Assignment 3 : Data set Pathway and Network Analysis - bcb420-2023/Metyu_Melkonyan GitHub Wiki

Part 1: Non-thresholded Gene set Enrichment Analysis


Objectives

  • To analyze C2 Reactom Geneset published 2023 by using Non-thresholded gene enrichment analysis
  • Doing pre-ranked analysis on the geneset containing different species' reaction pathways
  • Summarizing gene enrichment results, defining key genes from the Reactome geneset, underlying the validity of the pre-ranked geneset from the analysis
  • Comparing thresholded analysis from Assignment 2 to the non-thresholded analysis in Assignment 3

GSEA: Computational method that allows previously defined genes to show statistical significance in terms of over-expression or down-expression. Which indicates the phenotype associated with the trait. GSEA uses statistical approaches to come up with the highest enriched gene pathways associated with either geneset along with the pre-ranked gene list or geneset per se.

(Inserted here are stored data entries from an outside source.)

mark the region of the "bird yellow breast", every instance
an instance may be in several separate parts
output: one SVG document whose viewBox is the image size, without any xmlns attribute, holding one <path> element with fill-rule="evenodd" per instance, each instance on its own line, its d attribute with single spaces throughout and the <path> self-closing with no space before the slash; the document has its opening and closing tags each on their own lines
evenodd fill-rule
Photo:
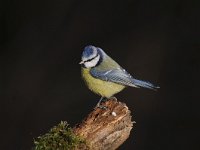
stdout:
<svg viewBox="0 0 200 150">
<path fill-rule="evenodd" d="M 89 71 L 90 69 L 82 68 L 82 77 L 88 88 L 100 96 L 109 98 L 125 88 L 120 84 L 94 78 Z"/>
</svg>

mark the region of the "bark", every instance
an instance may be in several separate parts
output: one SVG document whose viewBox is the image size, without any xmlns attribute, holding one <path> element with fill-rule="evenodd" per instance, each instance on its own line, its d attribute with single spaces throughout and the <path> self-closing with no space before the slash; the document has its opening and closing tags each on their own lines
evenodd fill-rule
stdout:
<svg viewBox="0 0 200 150">
<path fill-rule="evenodd" d="M 115 150 L 129 137 L 134 122 L 124 103 L 110 99 L 102 105 L 107 109 L 96 107 L 74 132 L 86 140 L 91 150 Z"/>
</svg>

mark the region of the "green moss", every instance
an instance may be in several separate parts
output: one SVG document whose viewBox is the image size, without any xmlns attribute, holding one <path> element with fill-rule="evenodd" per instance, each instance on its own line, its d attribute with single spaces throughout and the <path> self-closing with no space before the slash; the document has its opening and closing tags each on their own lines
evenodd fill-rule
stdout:
<svg viewBox="0 0 200 150">
<path fill-rule="evenodd" d="M 67 122 L 61 121 L 45 135 L 34 140 L 34 150 L 73 150 L 86 142 L 75 135 Z"/>
</svg>

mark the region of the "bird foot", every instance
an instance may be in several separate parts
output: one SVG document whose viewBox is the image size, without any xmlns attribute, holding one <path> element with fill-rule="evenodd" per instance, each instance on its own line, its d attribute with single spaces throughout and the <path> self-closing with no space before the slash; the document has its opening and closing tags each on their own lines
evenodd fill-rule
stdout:
<svg viewBox="0 0 200 150">
<path fill-rule="evenodd" d="M 100 99 L 99 102 L 97 103 L 96 107 L 97 107 L 97 108 L 100 108 L 100 109 L 104 109 L 104 110 L 108 109 L 108 107 L 102 105 L 102 102 L 105 103 L 105 102 L 108 101 L 108 100 L 115 100 L 115 101 L 117 101 L 117 98 L 114 97 L 114 96 L 112 96 L 112 97 L 110 97 L 110 98 L 101 97 L 101 99 Z"/>
<path fill-rule="evenodd" d="M 116 98 L 116 97 L 114 97 L 114 96 L 110 97 L 109 99 L 112 99 L 112 100 L 115 100 L 115 101 L 117 101 L 117 98 Z"/>
<path fill-rule="evenodd" d="M 105 97 L 101 97 L 101 99 L 99 100 L 99 102 L 97 103 L 96 107 L 100 108 L 100 109 L 104 109 L 106 110 L 108 107 L 101 105 L 102 102 L 106 102 L 108 99 Z"/>
</svg>

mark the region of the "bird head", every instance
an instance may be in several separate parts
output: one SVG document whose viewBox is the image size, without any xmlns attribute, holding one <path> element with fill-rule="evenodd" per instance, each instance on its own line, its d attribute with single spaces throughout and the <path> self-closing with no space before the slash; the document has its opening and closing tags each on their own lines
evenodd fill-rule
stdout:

Jaccard Similarity Coefficient: it is a similarity or difference between two datasets of shared and distinct features. The Jaccard similarity coefficient defines how similar two geneset are. The similarity coefficient index is set from 0-1 in a way to set up the cut-off.

Cytoscape: it is an open-source program that allows visualization of enriched gene maps by using different apps, and parameters as well as different analyses such as post-analysis by using different genesets.

Duration

Date started: 25 March 2023 Data finished: 28 March 2023

Time estimated: ~4 hours| Time took: ~5 hours

Steps Taken

  • Downloaded the geneset
  • Analyzed the geneset
  • Used GSEA for pre-ranked gene enrichment analysis
  • Compared gene enrichment results to the thresholded gene enrichment results
  • Used stringent search parameters to detect genes from different Reactome genesets including pathways from different species.

image

Figure 1 GSEA running on Pre-ranked Gene List Panel: I used no collapse to remap gene symbols to avoid confusion. 200 max gene size and 15 min gene size to have more stringent values. I used 1000 permutations that allowed for a shorter running time.

Conclusion

The enrichment results outline the gene pathways along with genesets associated with those pathways to be similar to those I observed in my thresholded gene enrichment analysis by using g:Profile.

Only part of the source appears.